# Building simple NN with pytorch

A linear regression fit: 

$y = w_1 * x_1 + w_2 * x_2 + b$

$Y = X \vec w + b$

In [1]:
import torch
import torchvision
from torch import nn
from torch.utils import data
from torchvision import transforms

# from torch.nn import functional as F

In [2]:
def synthetic_data(w, b, num_examples):
    """Generate y = Xw + b + noise"""
    # draw from normal distribution
    X = torch.normal(0, 1, (num_examples, len(w)))
    # make use of broadcasting here
    y = torch.matmul(X, w) + b
    # add some noise
    y += torch.normal(0, 0.01, y.shape)
    return X, y.reshape((-1, 1))


def load_array(data_arrays, batch_size, is_train=True):
    """Construct a Pytorch data iterator."""
    dataset = data.TensorDataset(*data_arrays)
    return data.DataLoader(dataset, batch_size, shuffle=is_train)

In [3]:
true_w = torch.tensor([2, 3.4])
true_b = 4.2
features, labels = synthetic_data(true_w, true_b, 1000)
features.shape, labels.shape

(torch.Size([1000, 2]), torch.Size([1000, 1]))

In [4]:
batch_size = 10
data_iter = load_array((features, labels), batch_size)

In [5]:
# sanity test
next(iter(data_iter))

[tensor([[ 1.7426, -1.8236],
         [-0.0831, -1.6884],
         [ 0.6476, -0.1389],
         [-0.0250, -0.4641],
         [-1.1752,  0.1984],
         [-1.6225, -1.8055],
         [-0.8927,  0.5474],
         [ 0.4309,  1.1383],
         [ 1.5729, -0.3027],
         [ 0.8980, -0.3180]]),
 tensor([[ 1.4806],
         [-1.6905],
         [ 5.0158],
         [ 2.5794],
         [ 2.5536],
         [-5.1871],
         [ 4.2896],
         [ 8.9372],
         [ 6.3109],
         [ 4.9221]])]

In [6]:
# the fully-connected layer is defined in the Linear class
model = nn.Sequential(nn.Linear(2, 1))

In [7]:
# initialize w1, w2, and b
model[0].weight.data.normal_(0, 0.01)
model[0].bias.data.fill_(0)

tensor([0.])

In [8]:
# define the cost function and optmizer
loss = nn.MSELoss()  # squared L2 norm
trainer = torch.optim.SGD(model.parameters(), lr=0.03)

In [9]:
# the most simplistic training loop
num_epochs = 3
for epoch in range(num_epochs):
    for X, y in data_iter:
        l_estimation = loss(model(X), y)
        trainer.zero_grad()  # reset the gradients
        l_estimation.backward()  # find the new gradients based on the current loss
        trainer.step()  # update the parameters

    l_estimation = loss(model(features), labels)
    print(f"epoch {epoch + 1}, loss {l_estimation:f}")

epoch 1, loss 0.000196
epoch 2, loss 0.000102
epoch 3, loss 0.000102


## Logistic/Softmax regression and cross entropy loos

The logistic function:
$\displaystyle f(x)= \sigma(x) = {\frac {1}{1+e^{-x}}}$

The softmax function:


The cross entropy function: 
${\displaystyle H(p,q)=-\sum _{x\in {\mathcal {X}}}p(x)\,\log q(x)}{\displaystyle H(p,q)=-\sum _{x\in {\mathcal {X}}}p(x)\,\log q(x)}$

In [10]:
def load_data_fashion_mnist(batch_size, resize=None):
    """Donwload the Fashion-MNIST dataset and load it into memory"""
    transformations = [transforms.ToTensor()]
    if resize:
        transformations.insert(0, transforms.Resize(resize))

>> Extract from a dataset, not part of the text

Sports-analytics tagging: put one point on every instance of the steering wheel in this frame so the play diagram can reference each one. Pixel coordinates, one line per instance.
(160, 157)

    transformations = transforms.Compose(transformations)
    mnist_train = torchvision.datasets.FashionMNIST(
        root="../data", train=True, transform=transformations, download=True
    )
    mnist_test = torchvision.datasets.FashionMNIST(
        root="../data", train=False, transform=transformations, download=True
    )
    return (
        data.DataLoader(mnist_train, batch_size, shuffle=True, num_workers=2),
        data.DataLoader(mnist_test, batch_size, shuffle=False, num_workers=2),
    )


def initialize_weights_randomly(layer):
    if isinstance(layer, nn.Linear):
        nn.init.normal_(layer.weight, std=0.01)


def init_normal(layer):
    if isinstance(layer, nn.Linear):
        nn.init.normal_(layer.weight, mean=0, std=0.01)
        nn.init.zeros_(layer.bias)


def accuracy(y_hat, y):
    if len(y_hat.shape) > 1 and y_hat.shape[1] > 1:
        y_hat = y_hat.argmax(axis=1)
    cmp = y_hat.type(y.dtype) == y
    return float(cmp.type(y.dtype).sum())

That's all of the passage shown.